Biden immigration plan may add 375,000 green cards annually

Indians to be biggest gainers with greatest increases in employment-based and Diversity visas.
If President Joe Biden’s sweeping immigration bill is passed, it would increase annual green card numbers by 35% or nearly 375,500, according to an analysis by Boundless, a Seattle, Washington based immigration firm.

Boundless estimates that with this increase the number of immigrants obtaining lawful permanent residency or a green card would go up to a total of about 1.5 million annually if the US Citizenship Act were enacted.

The current baseline is just under 1.1 million green cards per year, using the annual five-year average across Fiscal Years 2014 to 2018, it noted.

Indians are likely to be the biggest beneficiaries as the greatest increases would be in the employment-based categories and the Diversity Visa program.

Indian professionals currently get about two thirds of the 85,000 H-1B visas for high skilled workers in speciality occupations, including about 20,000 with advanced degrees, annually.

But they face a decades long wait for green cards due to a 7% country cap for all countries, big or small.

The backlog for employment based green cards crossed 1.2 million in 2020 with Indians making 68% or about 800,000 of them, according to US Citizenship and Immigration Services (USCIS) data.

If Biden’s bill passes, an additional 80,000 advanced degree workers would be granted permanent residency, along with more than 78,000 “first preference” workers (people with “extraordinary ability,” university professors and researchers, and executives or managers at multinational companies), Boundless noted.

The number of Diversity Visas would increase by more than half, from 50,000 to about 120,000 per year.

“Just because the bill raises a visa cap does not necessarily mean that all of those green cards will be used in a given year,” said Doug Rand, Boundless co-founder and immigration policy expert.

“If welcoming several hundred thousand more permanent residents to the United States each year sounds like a lot, it’s not,” he added noting the US currently issues far fewer green cards compared to its peer countries.

Canada and Australia, for instance, offer permanent residency to more than twice as many immigrants, and New Zealand triple as many, compared with the US on a population-adjusted basis.

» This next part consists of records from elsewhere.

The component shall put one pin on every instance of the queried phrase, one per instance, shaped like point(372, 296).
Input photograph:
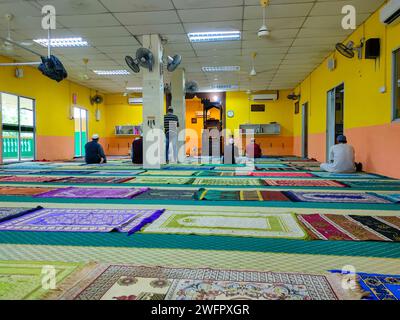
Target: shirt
point(168, 118)
point(94, 153)
point(342, 158)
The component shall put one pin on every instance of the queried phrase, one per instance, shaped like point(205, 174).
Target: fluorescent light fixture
point(215, 36)
point(221, 69)
point(111, 72)
point(134, 89)
point(62, 42)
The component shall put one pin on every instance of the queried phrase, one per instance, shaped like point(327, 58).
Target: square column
point(153, 106)
point(179, 105)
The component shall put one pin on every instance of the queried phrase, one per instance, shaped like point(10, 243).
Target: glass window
point(9, 109)
point(396, 85)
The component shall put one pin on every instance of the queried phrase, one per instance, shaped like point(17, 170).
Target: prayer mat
point(228, 182)
point(93, 193)
point(93, 180)
point(394, 197)
point(23, 191)
point(124, 282)
point(160, 180)
point(23, 280)
point(154, 194)
point(329, 175)
point(376, 286)
point(28, 179)
point(168, 173)
point(64, 173)
point(217, 195)
point(282, 174)
point(119, 173)
point(333, 197)
point(83, 220)
point(11, 213)
point(351, 227)
point(304, 183)
point(259, 225)
point(277, 169)
point(373, 184)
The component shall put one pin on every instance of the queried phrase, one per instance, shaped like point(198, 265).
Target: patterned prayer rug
point(373, 184)
point(351, 227)
point(28, 179)
point(11, 213)
point(259, 225)
point(228, 182)
point(160, 180)
point(22, 280)
point(335, 197)
point(93, 193)
point(83, 220)
point(282, 174)
point(155, 195)
point(123, 282)
point(394, 197)
point(329, 175)
point(377, 286)
point(304, 183)
point(65, 173)
point(167, 173)
point(22, 191)
point(93, 180)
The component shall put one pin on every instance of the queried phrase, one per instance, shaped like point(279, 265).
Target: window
point(396, 85)
point(18, 124)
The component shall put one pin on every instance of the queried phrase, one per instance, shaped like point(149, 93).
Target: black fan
point(191, 87)
point(133, 64)
point(174, 62)
point(53, 68)
point(293, 97)
point(145, 58)
point(346, 50)
point(97, 99)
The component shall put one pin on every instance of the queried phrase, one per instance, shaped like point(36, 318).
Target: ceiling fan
point(264, 31)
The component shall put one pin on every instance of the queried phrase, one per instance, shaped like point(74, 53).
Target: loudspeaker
point(373, 48)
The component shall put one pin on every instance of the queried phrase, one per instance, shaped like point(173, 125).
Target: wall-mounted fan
point(348, 49)
point(144, 58)
point(294, 97)
point(191, 87)
point(96, 99)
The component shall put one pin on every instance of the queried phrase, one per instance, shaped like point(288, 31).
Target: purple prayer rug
point(93, 193)
point(83, 220)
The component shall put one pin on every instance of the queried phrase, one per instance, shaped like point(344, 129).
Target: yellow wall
point(367, 111)
point(54, 128)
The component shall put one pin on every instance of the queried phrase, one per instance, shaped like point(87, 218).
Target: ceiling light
point(111, 72)
point(221, 69)
point(215, 36)
point(62, 42)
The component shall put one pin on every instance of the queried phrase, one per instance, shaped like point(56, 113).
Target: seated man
point(137, 151)
point(253, 150)
point(94, 151)
point(341, 158)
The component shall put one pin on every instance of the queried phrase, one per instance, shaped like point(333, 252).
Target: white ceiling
point(303, 33)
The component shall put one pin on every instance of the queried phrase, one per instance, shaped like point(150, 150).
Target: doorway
point(81, 129)
point(18, 128)
point(304, 143)
point(335, 117)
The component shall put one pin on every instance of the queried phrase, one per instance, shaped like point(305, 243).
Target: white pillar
point(153, 106)
point(179, 105)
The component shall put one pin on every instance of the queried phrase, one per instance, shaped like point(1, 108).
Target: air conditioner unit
point(390, 13)
point(135, 101)
point(265, 97)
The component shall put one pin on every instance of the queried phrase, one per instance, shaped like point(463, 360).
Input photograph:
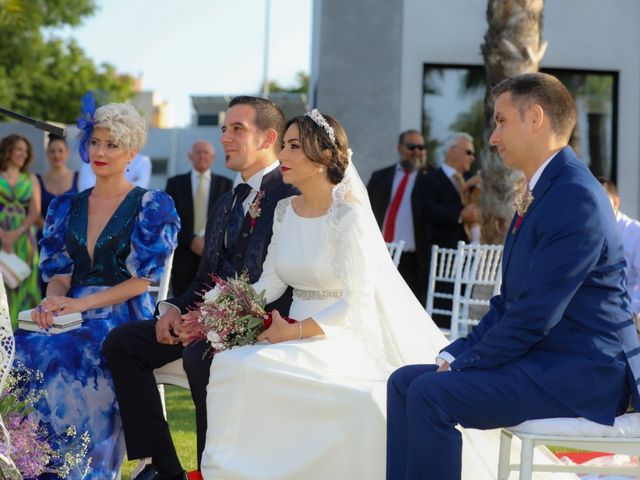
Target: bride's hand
point(280, 330)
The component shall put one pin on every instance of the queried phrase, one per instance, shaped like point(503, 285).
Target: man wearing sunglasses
point(445, 208)
point(395, 199)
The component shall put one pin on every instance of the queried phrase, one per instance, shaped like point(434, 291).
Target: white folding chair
point(478, 278)
point(445, 263)
point(622, 438)
point(395, 250)
point(171, 373)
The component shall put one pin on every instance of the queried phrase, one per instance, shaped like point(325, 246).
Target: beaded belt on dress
point(316, 294)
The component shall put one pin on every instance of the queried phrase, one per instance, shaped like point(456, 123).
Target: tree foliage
point(44, 76)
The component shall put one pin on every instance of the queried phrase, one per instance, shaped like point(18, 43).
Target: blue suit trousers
point(424, 407)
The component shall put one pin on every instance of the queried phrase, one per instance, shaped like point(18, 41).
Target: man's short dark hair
point(548, 92)
point(609, 186)
point(406, 132)
point(268, 114)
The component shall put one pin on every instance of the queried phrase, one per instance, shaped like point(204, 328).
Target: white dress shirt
point(446, 356)
point(254, 182)
point(629, 230)
point(449, 171)
point(404, 218)
point(138, 172)
point(195, 181)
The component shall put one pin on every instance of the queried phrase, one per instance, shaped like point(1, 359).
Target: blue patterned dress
point(135, 243)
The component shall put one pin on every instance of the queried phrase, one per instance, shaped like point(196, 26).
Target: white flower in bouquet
point(211, 295)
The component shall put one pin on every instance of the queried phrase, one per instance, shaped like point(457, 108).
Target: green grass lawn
point(181, 416)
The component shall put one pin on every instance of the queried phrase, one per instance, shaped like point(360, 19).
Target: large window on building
point(453, 101)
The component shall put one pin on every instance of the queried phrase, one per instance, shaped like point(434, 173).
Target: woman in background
point(19, 212)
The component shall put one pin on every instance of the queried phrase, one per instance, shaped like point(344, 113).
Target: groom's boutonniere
point(255, 210)
point(522, 205)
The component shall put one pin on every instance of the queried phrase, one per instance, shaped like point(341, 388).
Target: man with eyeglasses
point(445, 207)
point(395, 199)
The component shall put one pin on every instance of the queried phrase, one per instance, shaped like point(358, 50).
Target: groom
point(559, 340)
point(251, 136)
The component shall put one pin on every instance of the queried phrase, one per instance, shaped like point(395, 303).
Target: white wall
point(582, 34)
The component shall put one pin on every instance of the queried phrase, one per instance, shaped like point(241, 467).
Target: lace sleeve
point(269, 282)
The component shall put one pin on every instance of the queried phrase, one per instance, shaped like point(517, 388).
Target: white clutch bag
point(14, 270)
point(61, 323)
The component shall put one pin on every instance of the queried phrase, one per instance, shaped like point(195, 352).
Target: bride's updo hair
point(315, 140)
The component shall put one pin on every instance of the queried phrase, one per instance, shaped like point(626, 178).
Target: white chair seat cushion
point(627, 425)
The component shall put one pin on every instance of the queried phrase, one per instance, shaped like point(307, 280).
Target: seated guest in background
point(629, 230)
point(442, 207)
point(559, 340)
point(194, 193)
point(19, 212)
point(101, 249)
point(57, 181)
point(395, 195)
point(138, 173)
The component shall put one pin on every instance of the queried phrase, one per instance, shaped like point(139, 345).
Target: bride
point(311, 403)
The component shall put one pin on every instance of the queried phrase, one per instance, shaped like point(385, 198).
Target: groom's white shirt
point(446, 356)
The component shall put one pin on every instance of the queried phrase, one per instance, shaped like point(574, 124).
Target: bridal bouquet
point(31, 448)
point(232, 314)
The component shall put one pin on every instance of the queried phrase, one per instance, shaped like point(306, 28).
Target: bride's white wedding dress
point(316, 408)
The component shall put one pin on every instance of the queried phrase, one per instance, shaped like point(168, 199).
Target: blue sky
point(198, 46)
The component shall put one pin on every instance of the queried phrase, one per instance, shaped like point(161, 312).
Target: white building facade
point(369, 61)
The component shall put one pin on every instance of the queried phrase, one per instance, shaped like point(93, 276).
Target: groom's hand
point(168, 327)
point(444, 367)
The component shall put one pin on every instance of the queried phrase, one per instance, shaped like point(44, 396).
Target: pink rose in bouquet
point(233, 316)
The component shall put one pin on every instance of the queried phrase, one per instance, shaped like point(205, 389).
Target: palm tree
point(512, 45)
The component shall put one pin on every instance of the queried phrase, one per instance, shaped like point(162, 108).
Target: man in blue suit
point(559, 340)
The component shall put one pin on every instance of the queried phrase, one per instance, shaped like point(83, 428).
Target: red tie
point(390, 227)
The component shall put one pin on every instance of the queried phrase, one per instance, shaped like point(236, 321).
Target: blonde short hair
point(124, 123)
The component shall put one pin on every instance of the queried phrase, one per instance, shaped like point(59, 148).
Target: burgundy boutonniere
point(255, 210)
point(522, 205)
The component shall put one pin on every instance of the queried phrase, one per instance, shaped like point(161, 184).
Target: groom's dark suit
point(133, 353)
point(559, 340)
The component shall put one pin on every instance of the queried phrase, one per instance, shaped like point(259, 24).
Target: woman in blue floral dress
point(101, 249)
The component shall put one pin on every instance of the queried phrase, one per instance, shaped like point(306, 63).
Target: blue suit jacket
point(563, 314)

With the falling birth rate in the US, “an approximate 37% increase in annual immigration levels is required to help maintain the current age dependency ratio by 2060 and reduce the ill effects associated with significant demographic decline,” according to the National Immigration Forum, an immigrant advocacy group.

According to Boundless analysis, Biden’s proposed US Citizenship Act would make several key changes to “future flows” of legal immigration, including:
Spouses and minor children of permanent residents: This category would no longer be capped, as is already the case with spouse, minor children, and parents of US citizens.
Employment-based immigrants: Spouses and minor children of the sponsored worker would no longer count toward annual green card caps.
In addition, graduates from US universities with a PhD in a STEM field (science, technology, engineering, and math) would not count toward green card caps.
More green cards would be available for employer-sponsored workers in fields that do not require a college degree.
More “special immigrant” green cards would be available for Syrian nationals who assisted the US military.
Diversity visas: Spouses and minor children of the primary applicant would no longer count toward annual green card caps.
Humanitarian visas: More U visas—and ultimately green cards—would be available for victims of domestic violence and other crimes who cooperate with law enforcement.